How efficient is the k-medoids algorithm on large data sets?

A classic k-medoids partitioning algorithm like PAM works efficiently for small data sets but does not scale well for huge data sets. It can deal with higher data sets, a sampling-based method, known as CLARA (Clustering Large Applications), can be used.

The approach behind CLARA is as follows: If the sample is chosen in a fairly random manner, it must closely define the original data set. The representative objects (medoids) chosen will be similar to those that would have been selected from the entire data set. CLARA draws several samples of the data set, applies PAM on each sample, and returns its best clustering as the output.

The performance of CLARA is based on the sample size. It is observed that PAM searches for the best k medoids between a given data set, whereas CLARA searches for the best k medoids between the selected samples of the data set. A k-medoids type algorithm known as CLARANS (Clustering Large Applications depends upon RANdomized Search) was proposed. It can connect the sampling methods with PAM. While CLARA has a fixed sample at every stage of the search, CLARANS draws a sample with some randomness in every phase of the search.

The clustering procedure can be viewed as a search through a graph, where each node is a probable solution (a set of k medoids). Two nodes are neighbors (especially, linked by an arc in the graph) if their sets differ by only one object. Each node can be assigned a cost that is represented by the total dissimilarity between each object and the medoid of its cluster.

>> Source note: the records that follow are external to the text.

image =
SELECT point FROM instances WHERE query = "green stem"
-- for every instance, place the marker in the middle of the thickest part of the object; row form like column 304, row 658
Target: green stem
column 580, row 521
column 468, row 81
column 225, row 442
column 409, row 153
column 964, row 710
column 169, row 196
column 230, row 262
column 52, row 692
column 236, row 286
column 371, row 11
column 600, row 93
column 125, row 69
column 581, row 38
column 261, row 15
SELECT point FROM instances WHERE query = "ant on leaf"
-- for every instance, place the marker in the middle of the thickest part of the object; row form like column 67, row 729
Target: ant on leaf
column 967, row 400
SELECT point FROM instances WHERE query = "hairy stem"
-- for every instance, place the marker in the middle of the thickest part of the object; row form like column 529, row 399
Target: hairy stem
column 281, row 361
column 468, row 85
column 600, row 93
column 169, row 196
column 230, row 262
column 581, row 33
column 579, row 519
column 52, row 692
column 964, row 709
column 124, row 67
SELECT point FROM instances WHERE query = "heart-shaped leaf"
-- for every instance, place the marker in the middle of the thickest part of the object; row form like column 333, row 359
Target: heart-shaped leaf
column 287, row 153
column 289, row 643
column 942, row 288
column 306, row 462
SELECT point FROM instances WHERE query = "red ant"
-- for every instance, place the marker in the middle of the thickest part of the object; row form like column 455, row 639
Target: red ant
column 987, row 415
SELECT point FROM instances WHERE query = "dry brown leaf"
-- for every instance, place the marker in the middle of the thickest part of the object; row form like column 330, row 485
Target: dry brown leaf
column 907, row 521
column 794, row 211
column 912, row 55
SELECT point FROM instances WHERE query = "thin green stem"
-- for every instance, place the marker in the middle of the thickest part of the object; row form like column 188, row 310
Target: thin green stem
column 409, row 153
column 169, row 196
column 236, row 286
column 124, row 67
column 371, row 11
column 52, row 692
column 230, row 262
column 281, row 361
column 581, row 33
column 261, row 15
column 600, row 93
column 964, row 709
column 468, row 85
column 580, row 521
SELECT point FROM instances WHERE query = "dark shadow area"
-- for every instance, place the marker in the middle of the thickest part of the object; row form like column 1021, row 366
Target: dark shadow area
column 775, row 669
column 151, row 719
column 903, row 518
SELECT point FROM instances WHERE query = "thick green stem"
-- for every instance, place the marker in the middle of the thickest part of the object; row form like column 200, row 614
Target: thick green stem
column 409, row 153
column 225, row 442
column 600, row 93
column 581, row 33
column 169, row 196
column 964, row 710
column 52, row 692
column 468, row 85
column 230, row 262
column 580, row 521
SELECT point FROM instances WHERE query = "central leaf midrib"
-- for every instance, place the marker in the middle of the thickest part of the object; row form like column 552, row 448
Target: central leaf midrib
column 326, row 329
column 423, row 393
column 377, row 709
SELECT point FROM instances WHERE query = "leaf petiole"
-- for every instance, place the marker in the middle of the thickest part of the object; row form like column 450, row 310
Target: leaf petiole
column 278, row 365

At each step, PAM determines all of the neighbors of the latest node in its search for a minimum cost solution. The latest node is then replaced by the neighbor with the hugest descent in costs. Because CLARA operates on a sample of the whole data set, it determines fewer neighbors and restricts the search to subgraphs that are smaller than the initial graph.

CLARANS has been experimentally shown to be more efficient than both PAM and CLARA. It can be used to discover the most “natural” number of clusters using a silhouette coefficient a property of an object that defines how much the object truly applies to the cluster. CLARANS also allow the discovery of outliers.

The computational complexity of CLARANS is O(n2) where n is the number of objects. Moreover, its clustering quality is based on the sampling method used. The ability of CLARANS to manage with data objects that reside on disk can be moreover improved by focusing on methods that explore spatial data structures, including R*-trees.